Although the hippocampus is the most widely known brain structure to be linked to memory there are other brain regions that are also necessary for spatial memory in animals and episodic memory in humans; these include structures within the medial diencephalon including the mammillary bodies.
By using a number of convergent approaches in both animal models and clinical populations it is possible to understand how these different brain regions work together to support memory at a number of different levels.
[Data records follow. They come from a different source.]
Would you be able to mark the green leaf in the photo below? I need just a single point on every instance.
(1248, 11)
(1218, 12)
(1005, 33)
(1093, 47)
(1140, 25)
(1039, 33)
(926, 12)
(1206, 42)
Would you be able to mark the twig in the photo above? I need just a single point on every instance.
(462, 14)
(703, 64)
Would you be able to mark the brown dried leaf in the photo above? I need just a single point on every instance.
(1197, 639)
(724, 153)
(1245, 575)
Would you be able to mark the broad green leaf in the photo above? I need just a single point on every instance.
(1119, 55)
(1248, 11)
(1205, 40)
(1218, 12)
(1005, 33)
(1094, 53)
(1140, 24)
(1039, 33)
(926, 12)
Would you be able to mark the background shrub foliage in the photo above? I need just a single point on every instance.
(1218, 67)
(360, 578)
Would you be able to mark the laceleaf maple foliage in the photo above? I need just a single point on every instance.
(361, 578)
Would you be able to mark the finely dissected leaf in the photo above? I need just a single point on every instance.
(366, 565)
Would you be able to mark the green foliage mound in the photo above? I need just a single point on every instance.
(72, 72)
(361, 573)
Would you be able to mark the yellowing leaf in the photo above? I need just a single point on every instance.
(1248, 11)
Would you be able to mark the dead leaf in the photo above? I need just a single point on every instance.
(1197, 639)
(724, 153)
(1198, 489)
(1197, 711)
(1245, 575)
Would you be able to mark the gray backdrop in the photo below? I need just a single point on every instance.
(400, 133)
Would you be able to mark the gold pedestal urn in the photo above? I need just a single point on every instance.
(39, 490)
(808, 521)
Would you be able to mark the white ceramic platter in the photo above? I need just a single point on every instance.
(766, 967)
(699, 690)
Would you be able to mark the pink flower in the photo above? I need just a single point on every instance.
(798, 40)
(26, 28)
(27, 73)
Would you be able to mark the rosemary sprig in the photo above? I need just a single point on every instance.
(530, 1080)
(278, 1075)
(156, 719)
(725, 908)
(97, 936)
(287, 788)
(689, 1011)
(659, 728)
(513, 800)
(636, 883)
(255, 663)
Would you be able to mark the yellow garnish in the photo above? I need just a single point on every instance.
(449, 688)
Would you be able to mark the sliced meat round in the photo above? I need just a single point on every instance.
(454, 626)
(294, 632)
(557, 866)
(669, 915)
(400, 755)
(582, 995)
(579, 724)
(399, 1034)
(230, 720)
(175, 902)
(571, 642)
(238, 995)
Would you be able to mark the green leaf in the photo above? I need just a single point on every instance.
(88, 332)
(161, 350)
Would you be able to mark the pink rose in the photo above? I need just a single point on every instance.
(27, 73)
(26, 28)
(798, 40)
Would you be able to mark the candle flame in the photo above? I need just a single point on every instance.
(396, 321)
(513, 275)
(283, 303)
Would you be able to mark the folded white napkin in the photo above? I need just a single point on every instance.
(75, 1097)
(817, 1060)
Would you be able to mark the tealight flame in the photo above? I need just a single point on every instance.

The Behavioural Neuroscience Laboratory is equipped with extensive behavioural testing suites and surgery/histology facilities. The imaging facilities in the Cardiff University Brain Research Imaging Centre (CUBRIC) are state-of-the-art and include:
- a 275-channel VSM/CTF MEG system
- a 3-Tesla GE HDx MRI scanner
- a 32-channel MRI compatible EEG system
- 2 EEG laboratories
- 2 TMS systems
- a 300-node computing cluster dedicated to neuroimaging data analysis.
The Centre also has dedicated support staff to support neuroimaging research.
Available PhD projects
- Arc, PKMζ, CamKII expression in normal animals and in animal models of amnesia.
- Spatial and episodic memory in a clinical population – a combined neuropsychological and neuroimaging study.
- How do the mammillary bodies support spatial memory in animals?
- Understanding memory using a combined anatomical and neurochemical approach.
Amnesia, episodic memory, mammillary bodies, spatial memory.